La Réserve fédérale ne cible pas directement les prix du pétrole, mais les coûts énergétiques peuvent influencer l'inflation et les attentes d'inflation. Des augmentations soutenues du pétrole brut peuvent augmenter les coûts de transport, d'essence et de production dans l'ensemble de l'économie. Si ces pressions persistent, les décideurs pourraient devenir plus préoccupés par le fait que l'inflation restera au-dessus de l'objectif. À l'inverse, des prix énergétiques plus bas peuvent aider à réduire l'inflation globale et rendre les perspectives de politique monétaire moins restrictives.
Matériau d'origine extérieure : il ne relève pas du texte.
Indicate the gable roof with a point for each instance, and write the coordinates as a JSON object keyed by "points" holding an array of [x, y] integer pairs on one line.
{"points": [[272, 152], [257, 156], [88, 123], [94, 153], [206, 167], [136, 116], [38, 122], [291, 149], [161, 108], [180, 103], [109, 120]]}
Un accord nucléaire entre les États-Unis et l'Iran pourrait-il affecter les marchés cryptos ?
Oui, bien que principalement via des canaux macroéconomiques indirects. Un accord diplomatique plus large pourrait réduire le risque d'escalade militaire au Moyen-Orient, baisser la prime géopolitique sur les marchés énergétiques et permettre potentiellement à davantage de pétrole iranien d'atteindre les marchés mondiaux si les sanctions sont assouplies. Ces évolutions pourraient affecter l'inflation, les attentes en matière de taux d'intérêt et le sentiment de risque mondial — tous des facteurs pouvant influencer le bitcoin et le marché cryptographique dans son ensemble.